Geografie delle pandemie
Affrontare questa serie di problemi dalla prospettiva del welfare può forse aiutarci, nel momento in cui questo è messo sotto pressione nel suo aspetto sanitario, economico e abitativo. Come detto, pur nella momentanea sospensione della precarietà giuridica, la maggior vulnerabilità e ricattabilità legate all’ottenimento di un permesso di soggiorno persiste. Se pensiamo ai servizi essenziali, a partire dal lavoro di cura svolto nelle abitazioni o nelle case di riposo, al lavoro nel settore alimentare o nella logistica per l’approvvigionamento dei supermercati, una parte consistente dei lavoratori e delle lavoratrici è immigrata. Tra queste, molte sono le persone tuttora accolte nel sistema di accoglienza che non hanno raggiunto una stabilizzazione giuridica. Per tutte queste il ricatto tra cura e lavoro pende in favore di quest’ultimo, nella maggior parte dei casi non potendo beneficiare di alcun sussidio, avendo contratti a chiamata, occasionali, se non tirocini o, come nelle campagne, lavorando in nero. Oltre a ciò, come detto, c’è il limite di accesso alle informazioni necessarie per poter beneficiarie di questi sussidi, limite che gioca da filtro per l’accesso a un welfare che conferma di essere segmentato, differenziale e difficilmente accessibile. Lo stesso vale per il diritto alla salute, dove la lontananza delle strutture d’accoglienza dai centri cittadini, e la precarietà giuridica, resa ancora più pesante dagli ultimi decreti sicurezza, fanno da filtro, se non proprio da impedimento, all’accesso alle cure da parte della popolazione migrante e rifugiata.
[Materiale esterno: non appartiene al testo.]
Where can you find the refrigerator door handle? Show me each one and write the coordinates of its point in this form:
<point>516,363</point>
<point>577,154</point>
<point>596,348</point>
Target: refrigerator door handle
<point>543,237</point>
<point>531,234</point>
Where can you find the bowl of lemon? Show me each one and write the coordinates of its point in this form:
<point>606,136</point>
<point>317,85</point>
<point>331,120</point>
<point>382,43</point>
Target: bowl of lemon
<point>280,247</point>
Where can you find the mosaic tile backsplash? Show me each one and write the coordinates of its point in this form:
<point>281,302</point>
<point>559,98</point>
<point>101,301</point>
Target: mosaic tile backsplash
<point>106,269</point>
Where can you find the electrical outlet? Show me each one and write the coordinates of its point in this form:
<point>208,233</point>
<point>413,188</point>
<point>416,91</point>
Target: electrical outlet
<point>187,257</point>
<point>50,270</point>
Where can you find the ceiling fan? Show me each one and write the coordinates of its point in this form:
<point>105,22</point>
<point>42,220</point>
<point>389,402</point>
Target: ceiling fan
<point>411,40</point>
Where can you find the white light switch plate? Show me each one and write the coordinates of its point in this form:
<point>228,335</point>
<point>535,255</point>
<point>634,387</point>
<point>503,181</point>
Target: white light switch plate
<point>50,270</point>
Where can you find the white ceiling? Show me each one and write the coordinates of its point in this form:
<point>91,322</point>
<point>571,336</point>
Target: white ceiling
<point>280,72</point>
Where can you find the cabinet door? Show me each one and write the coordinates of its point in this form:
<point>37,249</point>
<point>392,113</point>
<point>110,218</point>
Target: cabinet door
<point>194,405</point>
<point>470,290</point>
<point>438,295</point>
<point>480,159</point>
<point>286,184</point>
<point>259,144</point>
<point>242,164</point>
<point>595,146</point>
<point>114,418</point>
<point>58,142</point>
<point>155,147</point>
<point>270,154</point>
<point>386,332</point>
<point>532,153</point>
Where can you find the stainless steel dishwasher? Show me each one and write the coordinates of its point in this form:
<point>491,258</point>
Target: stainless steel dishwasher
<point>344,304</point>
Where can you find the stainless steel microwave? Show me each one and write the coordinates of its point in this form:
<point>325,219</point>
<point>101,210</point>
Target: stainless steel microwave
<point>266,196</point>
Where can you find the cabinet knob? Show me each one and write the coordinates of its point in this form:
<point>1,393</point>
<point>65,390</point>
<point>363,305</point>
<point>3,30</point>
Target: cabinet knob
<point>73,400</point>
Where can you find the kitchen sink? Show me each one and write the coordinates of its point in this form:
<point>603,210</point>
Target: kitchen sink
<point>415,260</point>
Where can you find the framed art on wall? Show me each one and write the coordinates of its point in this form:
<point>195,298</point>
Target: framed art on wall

Tra le persone di provenienza africana, tra cui alcune con cui lavoriamo quotidianamente, sono circolate voci che raccontano di un virus che non contagia gli africani, “quelli che hanno la pelle nera”, e che colpisce solo i bianchi. Quel che di queste voci colpisce profondamente è l’interpretazione che è stata data al virus non come rischio soggettivo ma quasi come alleato contro i vecchi e nuovi colonizzatori bianchi, europei, occidentali. Un’interpretazione che suona come una reazione, che lambisce le soglie del magico, ma che rimette in sesto gli assi della storia e ribalta, nella sua immaginazione utopistica, secoli di dominazione, incluso quello presente.
Rispetto a un’interpretazione della Covid-19 come evento eccezionale, una ragazza della Nigeria mi ha detto, con rabbia “cosa? L’ebola in Africa lo avete dimenticato?” Ciò che per noi europei, pacificati da lungo tempo, sembra essere una crisi epocale non lo è per lei, la cui voce sembra riscrivere una nuova geografia delle pandemie e, forse, afferma una capacità di resistenza a noi sconosciuta.